One of the saddest of historical topics is the Atlantic Slave trade, which ran from about 1450 through the 1880s. Historians estimate that about eleven million Africans were taken as slaves to the Americans, with another one or two million dying during the crossing.
The Atlantic slave trade was perhaps the largest and may have created the most misery, but it was not the only trade. The slave trade across the Sahara north to the Mediterranean lasted from about 800 to 1900, with an estimated 7.2 million slaves over that long span. A slave trade across the Red Sea lasted a thousand years, and involved perhaps four million slaves. The slave trade across the Indian Ocean from East Africa involved as many as 2.9 million. Most of these were small numbers over a long span.

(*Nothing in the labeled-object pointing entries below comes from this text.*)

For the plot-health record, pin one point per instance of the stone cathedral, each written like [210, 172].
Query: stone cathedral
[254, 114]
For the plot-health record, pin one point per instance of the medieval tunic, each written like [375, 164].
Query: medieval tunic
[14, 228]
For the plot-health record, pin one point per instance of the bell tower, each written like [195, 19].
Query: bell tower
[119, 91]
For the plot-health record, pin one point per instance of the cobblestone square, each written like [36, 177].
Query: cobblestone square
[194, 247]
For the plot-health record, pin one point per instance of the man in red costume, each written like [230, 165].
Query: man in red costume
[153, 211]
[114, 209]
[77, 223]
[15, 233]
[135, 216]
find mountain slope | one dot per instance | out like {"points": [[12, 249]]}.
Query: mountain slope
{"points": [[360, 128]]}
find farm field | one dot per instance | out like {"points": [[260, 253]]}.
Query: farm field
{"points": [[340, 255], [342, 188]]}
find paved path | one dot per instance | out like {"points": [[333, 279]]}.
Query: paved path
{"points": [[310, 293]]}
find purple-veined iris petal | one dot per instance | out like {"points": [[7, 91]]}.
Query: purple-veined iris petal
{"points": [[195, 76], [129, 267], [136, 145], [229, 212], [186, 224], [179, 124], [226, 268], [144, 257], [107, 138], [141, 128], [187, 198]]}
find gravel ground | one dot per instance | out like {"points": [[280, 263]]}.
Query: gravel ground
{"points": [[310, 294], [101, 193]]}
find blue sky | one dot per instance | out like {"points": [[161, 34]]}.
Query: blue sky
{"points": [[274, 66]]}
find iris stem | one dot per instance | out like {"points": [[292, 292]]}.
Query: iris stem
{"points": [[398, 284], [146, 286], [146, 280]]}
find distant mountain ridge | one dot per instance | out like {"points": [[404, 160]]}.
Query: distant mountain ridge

Two other slave trades involved Europeans. In one, the Barbary Pirates of North Africa were pirate corsairs based on Tunis, Algiers, Tripoli and intermittently other places, nominally ruled by the Ottomans, but really locally-run city states whose main economic basis was piracy. They raided European shipping and the coasts of Italy, France, Spain for slaves and booty for several centuries. Victims were often ransomed, and countries could prevent raiding by paying tribute money—as did the young United States before it fought a war with the pirates in 1803. Perhaps a million or more Europeans became slaves in this long running piracy. Corsairs raided as far as Ireland and Iceland.
A second trade was larger in scale, and may have involved several millions taken as slaves. In the late 1400s, one of the last fragments of the Mongol empires settled in the Crimea, where they converted to Islam and became allies of the Ottoman Turks. This group was called the Krim Tatars, for which the Black Sea’s Crimean Peninsula is named. For nearly two centuries they made frequent slave raiding expeditions into Ukraine, Poland and Russia. They also provided mobile light cavalry for Ottoman armies on campaign in Europe. Russian armies eventually conquered Crimea. The famed Cossacks fought the Tatars for generations, as did the equally famed Polish cavalry.